I’m on holiday break thanks to my union so I’m not thinking too much about library work right now, but here are three interesting stories I’ve culled just for you!
- Ten Stories that Shaped 2007 from LISNews (12/20/2007). Here are my contributions to four of the stories:
- Down the Organization: Disorganized Librarianship by Tom Peters (ALATechSource, 12/12/2007)
- OCLC Critiques by Karen Coombs (Library Web Chic, 12/26/2007)
- Uh-oh, an Old Person Rant: Quiet in the Library (The Boomer Chronicles, 12/28/2007)
Merry Christmas to all. I’ve had a wonderful day celebrating with my family and friends. I hope it was a happy, hopeful day for everyone.
Here are some Christmassy stories for the day:
- National Geographic features an essay about Bethlehem, the birth place of Jesus: “Bethlehem, 2007 A.D.” by Michael Finkel (December 2007).

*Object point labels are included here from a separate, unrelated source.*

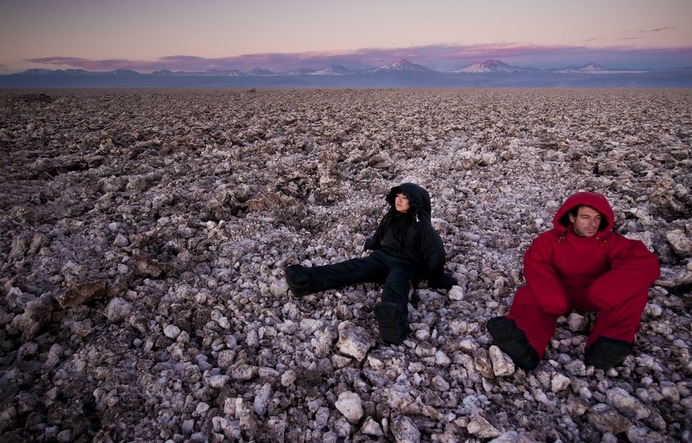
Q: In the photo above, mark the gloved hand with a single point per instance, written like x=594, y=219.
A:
x=369, y=244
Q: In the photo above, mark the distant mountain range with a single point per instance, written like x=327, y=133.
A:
x=401, y=73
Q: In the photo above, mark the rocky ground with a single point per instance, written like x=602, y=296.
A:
x=143, y=237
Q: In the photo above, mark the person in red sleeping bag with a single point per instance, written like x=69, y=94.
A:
x=580, y=264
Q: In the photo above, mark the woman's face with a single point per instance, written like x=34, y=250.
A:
x=401, y=202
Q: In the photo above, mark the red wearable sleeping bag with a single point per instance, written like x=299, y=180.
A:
x=564, y=271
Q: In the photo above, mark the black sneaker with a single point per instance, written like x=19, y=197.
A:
x=298, y=280
x=606, y=352
x=513, y=342
x=392, y=320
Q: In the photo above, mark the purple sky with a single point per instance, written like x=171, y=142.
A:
x=200, y=35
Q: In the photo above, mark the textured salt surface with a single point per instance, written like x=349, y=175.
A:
x=143, y=236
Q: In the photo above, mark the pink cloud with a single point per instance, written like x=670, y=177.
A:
x=440, y=57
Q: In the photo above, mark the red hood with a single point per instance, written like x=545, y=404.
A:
x=597, y=201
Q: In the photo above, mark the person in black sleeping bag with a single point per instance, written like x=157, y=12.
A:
x=405, y=247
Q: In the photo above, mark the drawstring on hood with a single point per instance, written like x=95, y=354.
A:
x=418, y=198
x=419, y=205
x=597, y=201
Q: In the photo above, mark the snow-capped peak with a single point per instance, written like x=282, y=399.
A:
x=332, y=70
x=401, y=65
x=487, y=66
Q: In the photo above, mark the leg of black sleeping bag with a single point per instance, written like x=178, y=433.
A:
x=303, y=280
x=392, y=311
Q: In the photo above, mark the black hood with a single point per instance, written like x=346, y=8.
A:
x=418, y=197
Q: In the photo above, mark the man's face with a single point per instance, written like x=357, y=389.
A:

- Snopes has the scoop on one of my favorite historical events, the Christmas truce of 1914. It’s kind of hard to believe something like this would happen during the first World War. I also had always assumed it lasted just a few hours but it turns out that it lasted through New Year’s Day in some places. And it figures that the Germans would beat the English in the soccer match as they have done for decades since.
- This Holiday Season London’s Streets Are “Absolutely Jammed” due to streets being open only to pedestrians reports Streetsblog (by Aaron Naparstek, Dec. 10, 2007).
- Robert McHenry of the Britannica Blog takes on the phony war on Christmas in “This Christmas, Just Say “No” to War” (December 24, 2007).
- Jonathan Schwartz decries the commercialization of decrying the commercialization of Christmas in “My Christmas Message” at A Tiny Revolution (December 24, 2007).
- The World Almanac remembers the Christmas when Nancy Reagan sat in Mr. T’s lap (Posted by Edward Thomas on December 25, 2007).
- Bad Astronomy skeptically explores the star of Bethlehem.
- I close with this lovely quote from Saint of the Day (Christmas at Greccio, Dec. 24, 2007):
- God’s choice to give human beings free will was, from the beginning, a decision to be helpless in human hands. With the birth of Jesus, God made the divine helplessness very clear to us, for a human infant is totally dependent on the loving response of other people. Our natural response to a baby is to open our arms, as Francis did, to the infant of Bethlehem and to the God who made us all.